ROLE OF COMPLEMENT C5A COMPONENT IN THE DEVELOPMENT AND MAINTENENCE OF CHRONIC NEUROPATHIC PAIN

AU Quadros, VD Violante, JCF Alves-Filho, FQ Cunha, TM Cunha. Ribeirao Preto Medical School, University of Sao Paulo, Ribeirao Preto, Sao Paulo, Brazil

One of the main challenges in analgesic therapy is the treatment of chronic pain, especially neuropathic pain. There is a growing body of evidence suggesting that neuro-immune interaction in the periphery and central nervous system play a crucial role in the induction and maintenance of neuropathic pain. Among these mechanisms, the complement fragment C5a seems to be involved, although little is known about the mechanisms by which this mediator participate in this condition. In the present study, the peripheral involvement of C5a in the genesis of neuropathic pain was studied using male Balb/C mice, WT (wild type) and C5aR-/- mice (knock-out), following the IASP’s and Ethics Committee of the University of São Paulo rules (protocol 120/2014), using von Frey hair and Hargreaves measured mechanical and thermal nociceptive threshold, respectively. Two different models of peripheral neuropathy were induced: partial sciatic nerve ligation (PSNL) and chemotherapy-induced peripheral neuropathy (CIPN), with intraperitoneal administration of paclitaxel 4 mg/kg on days 1, 3, 5 and 7. Furthermore, release of cytokines and chemokines at the site of injury (sciatic nerve), in PSNL model, was quantified by ELISA 6, 12, 24 and 72 hours after surgery (as curve previously determined). Data are expressed as the mean ± SEM. Our results revealed that WT animals submitted to PSNL and CIPN models showed reduced nociceptive threshold compared to the sham/naive groups. On the other hand, C5aR-/- mice develop significantly lower mechanical hypersensitivity than WT animals during the time course (Fig.1 and Fig 2). Thermal hypersensitivity was also reduced in C5aR-/- mice compared with WT mice in PSNL model (Sham: 13.21 ± 0.16; WT: 9.86 ± 1.31; C5aR-/-: 11.61 ± 0.5 sec, n=8) and during CIPN (Vehicle: 13.58 ± 13; WT: 9.49 ± 0.44; C5aR-/-: 11.87 ± .20, =8). Interestingly, neutrophil migration (MPO activity) to the site of neuronal injury and the production of neutrophil attractant chemokines (CXCL1, and CXCL2) was similar in WT and C5aR-/- mice after PSNL. On the other hand, ELISA assay showed that concentration of cytokines/chemokines (pg): CCL2 and 3, are significantly reduced in samples of sciatic nerve, after PSNL, in C5aR-/- compared to WT mice, between 12 and 72 hours after surgery, while CCL4, IL-1β and TNF-α was reduced between 24 and 72 hours.

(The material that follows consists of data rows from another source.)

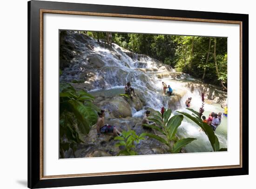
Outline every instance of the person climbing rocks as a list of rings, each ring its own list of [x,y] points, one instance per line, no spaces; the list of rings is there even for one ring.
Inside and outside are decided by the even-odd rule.
[[[206,120],[206,117],[204,115],[203,115],[202,116],[202,122],[203,122],[205,123],[207,123],[207,120]],[[202,129],[201,128],[199,129],[199,131],[202,131]]]
[[[154,121],[151,121],[148,120],[148,116],[150,115],[150,111],[149,110],[147,110],[145,113],[145,116],[143,118],[142,121],[142,124],[148,124],[149,125],[152,125],[154,126],[156,126],[156,124],[154,122]],[[142,127],[144,129],[148,129],[149,130],[152,130],[152,128],[145,126],[143,126]],[[155,130],[154,130],[154,132],[155,134],[156,134],[155,132]]]
[[[186,104],[186,106],[187,107],[190,107],[190,103],[191,102],[191,100],[192,97],[189,97],[185,102],[185,104]]]
[[[210,125],[213,129],[213,131],[215,131],[216,130],[216,129],[219,124],[219,120],[218,118],[218,114],[217,113],[215,113],[213,116],[213,119],[212,119],[212,121]]]
[[[202,116],[202,120],[203,122],[207,123],[207,120],[206,120],[206,117],[204,115],[203,115]]]
[[[99,117],[97,120],[97,125],[96,129],[97,129],[97,135],[99,136],[101,133],[113,133],[116,136],[121,136],[120,132],[115,126],[112,126],[110,125],[105,125],[105,111],[101,110],[101,112],[98,112]]]
[[[212,112],[209,114],[209,117],[208,117],[208,119],[207,119],[207,123],[209,125],[211,124],[212,121],[212,120],[213,119],[213,117],[214,116],[214,114],[215,114],[215,113],[213,112]]]
[[[131,83],[130,83],[130,82],[128,82],[126,84],[126,85],[124,87],[124,92],[125,92],[126,94],[129,95],[131,98],[132,98],[132,92],[133,93],[133,95],[134,96],[136,96],[136,95],[135,95],[135,93],[134,92],[134,88],[131,87]]]
[[[169,90],[168,91],[167,91],[167,94],[168,94],[168,96],[174,96],[174,94],[172,94],[172,88],[171,88],[171,87],[169,85],[168,85],[168,89]]]
[[[162,82],[162,88],[163,89],[163,94],[165,94],[166,92],[166,88],[167,88],[167,85],[164,82]]]
[[[224,108],[224,112],[223,113],[223,115],[224,116],[228,117],[228,105],[226,105],[226,106],[222,106],[222,104],[221,105],[221,107]]]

Fig. 1 Mechanical threshold after PSNL

Fig 2. Mechanical threshold after paclitaxel treatment

*P<0.05 compared to sham/naïve; #P<0.05 C5aR-/- compared to WT group.

In conclusion the C5a/C5aR signalling participates in the genesis of chronic pain in different models of neuropathy caused by traumatic or chemical injuries. Moreover, this signalling seems to regulate the production of chemokines at the site of neuronal damage.